WRITING OBSTACLE

Submitted by btncts

Stigma. Singularity. Euphoria.

Write a story or poem which coherently and naturally incorporates these three words.

How To Survive a Zombie Apocalypse

“If subject shows sudden unexplained aggression and a craving for brains; gather an ordained priest or two sturdy men of good character. Wait, this is how to treat stigma. These pages are stuck together.”


“Nimrod, do you mean stigmata?” I asked opening a hat box.


“Potato, Patata.”


Balancing the weighty tome on one knee, Tuff licked his fingers. For twenty minutes, he’d had been reading from Grandma’s handmade survival guide that he found in the attic. I knew having something, anything to do calmed him down, so I swallowed the urge to throttle him. Grandma had been a singularity, a black hole in bedazzled jeggings who attracted stuff, hobbies, and bad marriages. Her guidebook was from her bookbinding phase, right after papermaking and before macrame. I was hunting for the old first aid kit.

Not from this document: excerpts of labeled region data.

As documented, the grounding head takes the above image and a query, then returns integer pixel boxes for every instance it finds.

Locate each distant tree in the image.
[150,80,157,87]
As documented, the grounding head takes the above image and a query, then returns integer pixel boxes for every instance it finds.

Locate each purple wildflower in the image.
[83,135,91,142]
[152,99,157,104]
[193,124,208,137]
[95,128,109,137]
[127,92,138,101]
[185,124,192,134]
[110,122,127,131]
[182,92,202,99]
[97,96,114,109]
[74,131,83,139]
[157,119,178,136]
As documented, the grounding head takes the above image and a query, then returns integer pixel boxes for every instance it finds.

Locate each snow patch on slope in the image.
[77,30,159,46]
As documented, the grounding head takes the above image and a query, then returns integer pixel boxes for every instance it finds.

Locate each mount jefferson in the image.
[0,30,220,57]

“Willow, why does this survival guide taste like red popsicles in summer?”


Tuff slurped his fingers. We were in the attic because of Hurricane Imogen. You see all the hotels on high ground were filled and the emergency shelters wouldn’t allow pets. My cat, Esmeralda, was bitey, but I couldn’t leave her to the rising waters. I tried to smuggle her into Washington Middle School, our designated shelter, under my hoodie, and the cat went berserk. Hence the need for the first aid kit. The nice first aid kit was floating in Grandma’s basement with the ready-to-eat meals, and the rest of the survival gear.


Always ready to fight, Tuff started arguing with the school staff for our right to stay. I saw it was hopeless. I wrangled Tuff and Esmeralda back into my junker and headed to Grandma’s. She always told my brother and me that her’s was the safest place in an emergency. I can’t blame her for the horde. She had so little growing up; everything she acquired later was a keepsake. Her last husband didn’t see it that way and made get rid of a bunch of stuff. Grandma passed a year after they divorced. Mom said Grandma died of a broken heart. Sentimental slop, it was death by decluttering. What items hadn’t been Goodwilled had been squirreled away in the attic. Setting down the guide, Tuff sniffed for food instead pretending to look for the cure for cat scratching fever.


Tuff stepped over a hissing Esmeralda and opened a cabinet tucked under the eaves. Singing “Peanut Butter Jelly Time”Tuff began to gyrate with delight.


“Sudden onset of euphoria, a lack of coordination, sounds like a terminal case of stupidity,” I said, sitting on a box resigned.


I examined my bleeding scratches and noticed the box beneath my butt was marked Field Medic Kit. I’d found the old kit. Tuff danced my way with Grandma’s jars of preserves.